Verification Scorecard: How Well Is The Industry Doing?

The functional verification task keeps growing. How well is the industry responding to growing and changing demands?

popularity

Semiconductor Engineering sat down to discuss how well verification tools and methodologies have been keeping up with demand, with Larry Lapides, vice president of sales for Imperas Software; Mike Thompson, director of engineering for the verification task group at OpenHW; Paul Graykowski, technical marketing manager for Arteris IP; Shantanu Ganguly, vice president of product marketing at Cadence; and Mark Olen, director of product management at Siemens EDA. What follows are excerpts of that conversation. Part 2 of the discussion is here.

Semiconductor Engineering sat down to discuss how well verification tools and methodologies have been keeping up with demand, with Larry Lapides, vice president of sales for Imperas Software; Mike Thompson, director of engineering for the verification task group at OpenHW; Paul Graykowski, technical marketing manager for Arteris IP; Shantanu Ganguly, vice president of product marketing at Cadence; and Mark Olen, director of product management at Siemens EDA. What follows are excerpts of that conversation.

SE: The functional verification survey conducted by Wilson Research and Siemens EDA has pointed to some disturbing trends. Increasing numbers of problems have been showing up in analog, and now the number of designs with first pass silicon success is dropping. It would appear that verification tools and methodologies are not keeping up. What is going on?

Lapides: As an outside observer of the big three, there has been a real focus — especially over the last five years — on the big boxes for verification, on the emulators. They have their place in the verification process and verification methodology, and that’s great. But they are the high-margin product for these companies, and there’s an emphasis on selling them. That emphasis may take away from a more balanced verification flow that covers everything. I don’t have data to back that up from a verification perspective, but I certainly know from a sales perspective that’s where the focus and energy is.

Thompson: I would like to know the types of bugs that are causing these re-spins, because from my view, verification is typically done hierarchically — first at the block level, then maybe a super block level, and then the system level. I believe we have a pretty good handle on the block-level verification, using simulation and formal. The definition of a block used to be 10,000 gates. Now it’s closer to a million gates, and that has been scaling. System-level verification might be where we are not doing a such a good job. The big iron emulators are a good approach for doing that system level verification. We lack, or don’t use, the metrics that we have at the block level, at the system level. At the block level we have functional coverage, code coverage, assertion coverage, cones of influence, all that great stuff to measure the quality of the verification. But in emulation, where we put all the blocks together and integrate it with the software, we run the tests without a lot of coverage. That’s one reason why bugs are creeping in, or at least one key aspect. When doing the integration of blocks to form the system, we’re not applying any metrics.

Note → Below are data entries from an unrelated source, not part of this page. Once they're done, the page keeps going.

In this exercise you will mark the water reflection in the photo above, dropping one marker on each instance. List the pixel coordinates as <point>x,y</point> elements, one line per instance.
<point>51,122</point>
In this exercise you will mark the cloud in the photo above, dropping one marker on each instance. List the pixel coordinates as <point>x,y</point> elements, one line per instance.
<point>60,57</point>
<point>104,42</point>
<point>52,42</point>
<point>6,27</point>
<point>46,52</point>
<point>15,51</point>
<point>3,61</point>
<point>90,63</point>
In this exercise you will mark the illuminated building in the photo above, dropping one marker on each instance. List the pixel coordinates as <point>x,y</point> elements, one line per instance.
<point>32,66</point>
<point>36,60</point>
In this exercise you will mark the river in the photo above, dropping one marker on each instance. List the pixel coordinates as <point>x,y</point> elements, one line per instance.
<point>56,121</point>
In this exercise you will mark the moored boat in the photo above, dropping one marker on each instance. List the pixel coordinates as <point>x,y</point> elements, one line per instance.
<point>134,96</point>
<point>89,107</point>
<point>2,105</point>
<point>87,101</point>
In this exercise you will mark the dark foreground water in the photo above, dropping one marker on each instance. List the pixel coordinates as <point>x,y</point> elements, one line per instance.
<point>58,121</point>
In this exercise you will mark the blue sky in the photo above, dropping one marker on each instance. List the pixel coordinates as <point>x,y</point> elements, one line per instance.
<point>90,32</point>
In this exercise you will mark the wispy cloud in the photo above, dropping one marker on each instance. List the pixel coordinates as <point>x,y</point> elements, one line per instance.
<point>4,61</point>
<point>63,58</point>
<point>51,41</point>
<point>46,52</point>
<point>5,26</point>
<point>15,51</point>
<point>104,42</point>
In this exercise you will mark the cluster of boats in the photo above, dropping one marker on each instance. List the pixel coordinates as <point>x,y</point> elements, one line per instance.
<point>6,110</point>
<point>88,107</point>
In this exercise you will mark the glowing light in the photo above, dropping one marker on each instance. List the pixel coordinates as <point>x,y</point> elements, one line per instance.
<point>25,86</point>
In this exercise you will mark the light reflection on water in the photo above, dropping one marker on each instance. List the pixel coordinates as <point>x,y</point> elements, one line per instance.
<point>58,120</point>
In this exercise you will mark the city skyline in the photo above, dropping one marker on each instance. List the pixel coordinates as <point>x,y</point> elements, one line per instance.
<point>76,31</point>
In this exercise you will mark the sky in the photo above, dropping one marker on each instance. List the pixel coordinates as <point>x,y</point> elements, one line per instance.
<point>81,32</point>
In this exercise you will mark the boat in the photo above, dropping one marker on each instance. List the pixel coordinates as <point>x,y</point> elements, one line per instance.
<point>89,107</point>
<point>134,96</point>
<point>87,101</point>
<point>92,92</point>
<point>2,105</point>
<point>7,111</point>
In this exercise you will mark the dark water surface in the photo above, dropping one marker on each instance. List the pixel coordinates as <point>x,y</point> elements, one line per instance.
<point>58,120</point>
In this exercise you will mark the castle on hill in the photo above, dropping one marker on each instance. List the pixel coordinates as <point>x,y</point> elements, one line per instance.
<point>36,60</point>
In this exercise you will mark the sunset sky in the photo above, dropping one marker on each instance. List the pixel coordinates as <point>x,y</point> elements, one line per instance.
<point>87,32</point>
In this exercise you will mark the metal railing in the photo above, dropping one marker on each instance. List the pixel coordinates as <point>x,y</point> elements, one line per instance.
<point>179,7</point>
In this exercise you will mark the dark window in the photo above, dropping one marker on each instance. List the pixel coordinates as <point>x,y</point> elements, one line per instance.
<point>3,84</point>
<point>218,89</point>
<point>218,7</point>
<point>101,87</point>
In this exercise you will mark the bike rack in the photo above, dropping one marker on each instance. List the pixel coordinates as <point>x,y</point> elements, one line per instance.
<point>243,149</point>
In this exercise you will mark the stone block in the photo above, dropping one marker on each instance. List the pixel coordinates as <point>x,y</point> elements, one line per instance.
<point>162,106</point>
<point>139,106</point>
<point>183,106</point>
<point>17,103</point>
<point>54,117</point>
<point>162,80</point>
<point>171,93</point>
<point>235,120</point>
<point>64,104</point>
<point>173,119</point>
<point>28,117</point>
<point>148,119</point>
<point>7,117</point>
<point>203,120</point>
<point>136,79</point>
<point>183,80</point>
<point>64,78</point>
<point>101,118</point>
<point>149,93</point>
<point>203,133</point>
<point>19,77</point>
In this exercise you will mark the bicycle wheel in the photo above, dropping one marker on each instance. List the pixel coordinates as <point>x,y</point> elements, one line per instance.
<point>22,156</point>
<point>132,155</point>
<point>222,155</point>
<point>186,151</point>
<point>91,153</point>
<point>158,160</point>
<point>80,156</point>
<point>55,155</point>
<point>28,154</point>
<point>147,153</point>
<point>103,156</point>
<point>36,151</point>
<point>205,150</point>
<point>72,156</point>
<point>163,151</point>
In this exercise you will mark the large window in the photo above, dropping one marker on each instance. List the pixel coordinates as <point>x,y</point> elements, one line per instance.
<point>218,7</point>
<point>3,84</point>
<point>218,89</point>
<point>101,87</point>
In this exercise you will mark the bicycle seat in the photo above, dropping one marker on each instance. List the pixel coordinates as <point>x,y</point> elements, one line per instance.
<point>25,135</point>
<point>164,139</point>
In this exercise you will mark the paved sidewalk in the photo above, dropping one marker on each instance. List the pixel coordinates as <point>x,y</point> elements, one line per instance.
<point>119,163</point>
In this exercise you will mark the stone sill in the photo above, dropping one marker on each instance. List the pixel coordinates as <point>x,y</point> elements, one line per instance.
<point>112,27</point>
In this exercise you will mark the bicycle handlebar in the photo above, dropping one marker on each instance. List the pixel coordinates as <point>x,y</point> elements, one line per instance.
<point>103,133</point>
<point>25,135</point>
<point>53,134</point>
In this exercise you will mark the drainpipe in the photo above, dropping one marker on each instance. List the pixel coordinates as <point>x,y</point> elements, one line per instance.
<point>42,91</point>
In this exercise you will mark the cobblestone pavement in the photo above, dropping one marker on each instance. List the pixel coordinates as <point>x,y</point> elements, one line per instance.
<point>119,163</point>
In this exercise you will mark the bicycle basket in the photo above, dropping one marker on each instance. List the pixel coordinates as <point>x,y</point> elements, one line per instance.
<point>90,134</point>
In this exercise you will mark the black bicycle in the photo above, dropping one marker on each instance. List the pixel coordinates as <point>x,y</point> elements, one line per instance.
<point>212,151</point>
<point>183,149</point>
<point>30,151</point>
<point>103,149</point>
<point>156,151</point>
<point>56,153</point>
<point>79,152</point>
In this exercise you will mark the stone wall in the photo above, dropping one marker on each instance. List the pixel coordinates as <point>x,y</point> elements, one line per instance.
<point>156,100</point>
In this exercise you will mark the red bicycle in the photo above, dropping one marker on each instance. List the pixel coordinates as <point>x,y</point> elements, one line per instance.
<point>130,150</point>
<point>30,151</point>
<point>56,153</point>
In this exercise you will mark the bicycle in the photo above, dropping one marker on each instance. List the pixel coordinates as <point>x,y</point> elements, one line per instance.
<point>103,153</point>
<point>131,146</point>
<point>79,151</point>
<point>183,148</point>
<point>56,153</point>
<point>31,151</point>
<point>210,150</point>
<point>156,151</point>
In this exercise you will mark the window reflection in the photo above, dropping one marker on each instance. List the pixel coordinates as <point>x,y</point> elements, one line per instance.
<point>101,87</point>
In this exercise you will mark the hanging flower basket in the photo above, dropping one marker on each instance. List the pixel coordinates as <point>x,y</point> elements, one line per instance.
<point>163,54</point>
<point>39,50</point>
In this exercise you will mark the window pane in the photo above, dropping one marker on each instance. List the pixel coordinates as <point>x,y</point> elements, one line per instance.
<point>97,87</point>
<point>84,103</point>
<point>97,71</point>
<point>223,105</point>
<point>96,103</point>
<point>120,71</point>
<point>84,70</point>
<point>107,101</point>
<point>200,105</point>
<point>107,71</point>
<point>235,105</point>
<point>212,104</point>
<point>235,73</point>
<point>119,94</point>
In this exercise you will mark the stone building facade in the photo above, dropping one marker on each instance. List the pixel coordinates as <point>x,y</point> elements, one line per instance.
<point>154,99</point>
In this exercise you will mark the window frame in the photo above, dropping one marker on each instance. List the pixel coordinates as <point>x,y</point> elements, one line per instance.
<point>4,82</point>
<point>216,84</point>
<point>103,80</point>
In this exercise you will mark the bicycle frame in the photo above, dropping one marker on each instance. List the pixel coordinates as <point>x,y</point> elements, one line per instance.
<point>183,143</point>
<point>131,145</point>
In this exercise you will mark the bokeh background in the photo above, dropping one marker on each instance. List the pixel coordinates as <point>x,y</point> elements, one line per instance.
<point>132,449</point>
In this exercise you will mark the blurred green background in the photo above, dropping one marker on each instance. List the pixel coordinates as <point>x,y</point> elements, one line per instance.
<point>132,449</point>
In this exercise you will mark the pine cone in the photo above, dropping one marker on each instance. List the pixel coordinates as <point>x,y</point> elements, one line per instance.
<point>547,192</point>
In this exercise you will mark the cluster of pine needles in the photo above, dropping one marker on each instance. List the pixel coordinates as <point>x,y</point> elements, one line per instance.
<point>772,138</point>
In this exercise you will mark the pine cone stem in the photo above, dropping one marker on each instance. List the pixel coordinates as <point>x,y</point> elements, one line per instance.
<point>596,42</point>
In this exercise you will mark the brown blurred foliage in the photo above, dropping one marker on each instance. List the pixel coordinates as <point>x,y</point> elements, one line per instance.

Ganguly: First, a comment about analog. I’ve talked to a lot of customers, and everybody will talk about problems with analog design, but nobody wants to put real money down on solving that problem. I don’t think it is a really big problem. The analog bugs that creep in are gaps in modeling, where the analog behavior isn’t correctly encapsulated at the digital level. If I look at a modern product, the analog/digital interfaces are in PHYs, in SerDes, around the PLL boundaries, and so on. It’s a finite and relatively small amount of stuff. There’s always been a chasm between analog designers and digital designers, and many times they shortchange the modeling. Going on to the hardware piece of it is more interesting. I disagree with you on the need to run coverage on hardware. That’s about the last thing I want to do. Run as much content as I can, as fast as I can. I want to run apps, benchmarks, games that a user will run on the phone. If I look at network switches, people will run synthetic content using test generators, but eventually they want a speed bridge to plug it into the wall, because at that point, you’re going to see traffic. You will never be able to program this with network packet generators. So the idea is to run as much realistic content as you can early on. Coverage at the block level is fine. One company had a bug that escaped into silicon, and this happened despite a very good verification technology. It happened after a sequence of events that would take weeks or months to simulate. You will see a concurrency bug, with certain traffic patterns that may not happen for weeks on an emulator. But it happens in four or five minutes when somebody plugs it directly into a PC. You really want to run as much content as possible. There is a place for emulator, there is a place for prototyping, and for virtual platforms. The overall strategy is very important.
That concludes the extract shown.